The first documented recipe belongs to a Persian scholar, who included many pilaf recipes in his books on medical sciences, where he talked about the benefits of various ingredients.
Anyway, you’re probably here to find out about how to prepare pilau, not a history lesson...
How to cook pilau rice
Here's how to prepare pilau the Vegan Punks way (it couldn't be easier)! Start by heating up some oil in a saucepan.
You then need to fry off the spices – cloves, cumin seeds and turmeric. Once your kitchen is mouth-wateringly fragrant, you know it’s time to add the rice. Stir the uncooked rice briefly, coating it in the spice mix.
The final step is simply adding the bay leaves and stock, then leaving to simmer with a lid on. Stir it once in a while to make sure it’s not sticking, but it’s really that simple.
Just before serving we’d recommend removing the cloves – they’re not the most enjoyable thing to crunch down on during a meal! And don’t forget to remove the bay leaves too.
Basmati rice is the classic choice for pilau, but any long-grain rice would work just as well. For this recipe, make sure it’s easy cook. The cook time on the packet should be around 10-15 minutes.
While it’s traditional and will add some extra depth of flavour, there’s nothing stopping you just using water and seasoning the dish with salt instead.
We always recommend experimenting with different ingredients – it’s part of what we find so enjoyable about cooking! Many other recipes call for spices such as cinnamon or cardamom, so they’d be great spices to substitute in. You can even use saffron to colour the rice, instead of turmeric, though this is a much more expensive option!

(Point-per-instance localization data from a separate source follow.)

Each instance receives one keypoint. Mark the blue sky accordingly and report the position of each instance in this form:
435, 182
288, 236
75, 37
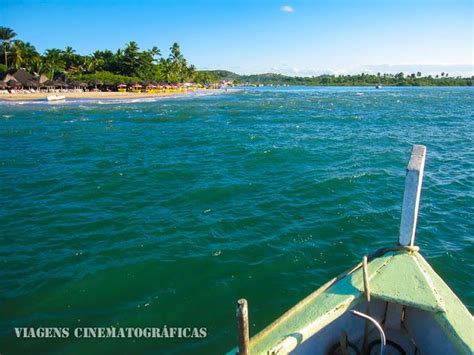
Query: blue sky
300, 37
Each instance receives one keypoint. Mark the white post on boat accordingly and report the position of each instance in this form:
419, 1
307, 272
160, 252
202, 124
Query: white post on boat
243, 327
411, 197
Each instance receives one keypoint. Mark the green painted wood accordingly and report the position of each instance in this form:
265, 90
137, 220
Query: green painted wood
457, 321
403, 281
399, 277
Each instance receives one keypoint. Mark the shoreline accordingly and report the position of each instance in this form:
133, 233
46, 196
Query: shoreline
42, 97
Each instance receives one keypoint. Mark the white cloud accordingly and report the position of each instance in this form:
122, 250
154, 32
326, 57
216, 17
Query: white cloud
287, 8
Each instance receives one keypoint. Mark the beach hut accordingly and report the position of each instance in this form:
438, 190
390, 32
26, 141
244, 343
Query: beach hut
23, 77
3, 87
8, 78
32, 84
50, 85
42, 79
136, 87
122, 87
13, 84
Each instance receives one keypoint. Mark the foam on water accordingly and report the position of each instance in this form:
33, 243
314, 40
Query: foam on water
167, 211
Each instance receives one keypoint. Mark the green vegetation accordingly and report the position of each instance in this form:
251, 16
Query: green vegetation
131, 64
399, 79
125, 65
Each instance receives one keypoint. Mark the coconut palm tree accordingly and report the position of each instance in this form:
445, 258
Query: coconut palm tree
6, 35
54, 61
22, 54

Sure! Just make sure you fully defrost it and thoroughly heat it when you come to eat it. Rice is notorious for making people ill if it’s not reheated properly.
What equipment do I need?
Not a lot! You’ll have seen by now how simple it is to prepare pilau. The only things you’re going to need are:
A saucepan with lid
Just a simple saucepan with a fitted lid! We tend to use non-stick pans like this Scoville 3 piece saucepan set.

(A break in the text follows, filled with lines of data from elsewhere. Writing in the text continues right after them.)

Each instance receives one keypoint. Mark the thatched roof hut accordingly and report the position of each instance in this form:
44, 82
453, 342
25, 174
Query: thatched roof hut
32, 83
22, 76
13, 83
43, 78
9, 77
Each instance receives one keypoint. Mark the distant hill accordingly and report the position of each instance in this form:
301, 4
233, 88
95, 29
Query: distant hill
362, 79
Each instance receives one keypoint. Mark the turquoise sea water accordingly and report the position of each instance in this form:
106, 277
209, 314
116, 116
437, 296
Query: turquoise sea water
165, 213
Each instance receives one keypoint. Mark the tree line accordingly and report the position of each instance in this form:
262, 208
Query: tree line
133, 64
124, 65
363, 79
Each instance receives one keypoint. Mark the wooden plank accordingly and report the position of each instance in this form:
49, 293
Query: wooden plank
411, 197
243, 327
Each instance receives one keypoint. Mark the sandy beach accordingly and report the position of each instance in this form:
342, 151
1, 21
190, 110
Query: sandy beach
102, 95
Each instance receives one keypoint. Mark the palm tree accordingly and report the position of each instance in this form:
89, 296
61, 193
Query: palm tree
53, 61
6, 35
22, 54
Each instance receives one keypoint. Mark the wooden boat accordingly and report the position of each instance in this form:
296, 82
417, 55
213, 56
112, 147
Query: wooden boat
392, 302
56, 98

Our favourite way to measure out spices! There’s no point trying to weigh out a few grams of cumin seeds, but you do want to be able to measure your ingredients consistently. That’s why we recommend cup and spoon measurers – same measurements every time, without the hassle.
Wooden or silicone kitchen utensils
We always use wooden or silicone kitchen utensils because we don’t want to scratch our pans!

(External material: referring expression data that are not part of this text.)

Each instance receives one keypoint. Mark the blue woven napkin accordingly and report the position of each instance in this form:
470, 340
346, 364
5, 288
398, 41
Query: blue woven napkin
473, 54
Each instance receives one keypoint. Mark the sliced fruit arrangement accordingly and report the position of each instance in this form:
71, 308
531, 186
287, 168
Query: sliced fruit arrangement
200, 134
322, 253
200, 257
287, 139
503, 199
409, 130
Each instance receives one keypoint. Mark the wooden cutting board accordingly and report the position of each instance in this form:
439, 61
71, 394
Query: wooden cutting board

Looking to cook a huge Indian fakeaway at home? Here’s some of our favourites:
- You can’t beat our fluffy naan breads to mop up your sauce with.
- Mushroom bhaji is our favourite side dish to order from a takeaway, so we created our own delicious version to make at home.
- Our cauliflower madras will hit the spot with a rich, warming sauce and the satisfying bite of cauliflower.
If you like this recipe, don’t forget to bookmark it, save it on Pinterest and let us know if you like it in the comments!Print
- 1 tsp cumin seeds
- 4 cloves
- 1 tsp turmeric powder
- 300g "easy cook" basmati rice
- 550ml vegetable stock
- 2 bay leaves
- 1 tbsp oil
- Heat the oil up in a small saucepan over a medium-high heat.
- Add the cumin seeds, cloves and turmeric powder. Fry off the spices for a minute or so, until fragrant.
- Stir the rice in with the spices, then add the vegetable stock and bay leaves.
- Bring to a boil, then reduce to a simmer. Cover with a lid and simmer for 10 minutes, stirring regularly. The rice should be cooked and not too wet.
- Remove the bayleaves and cloves, fluff with a fork and serve!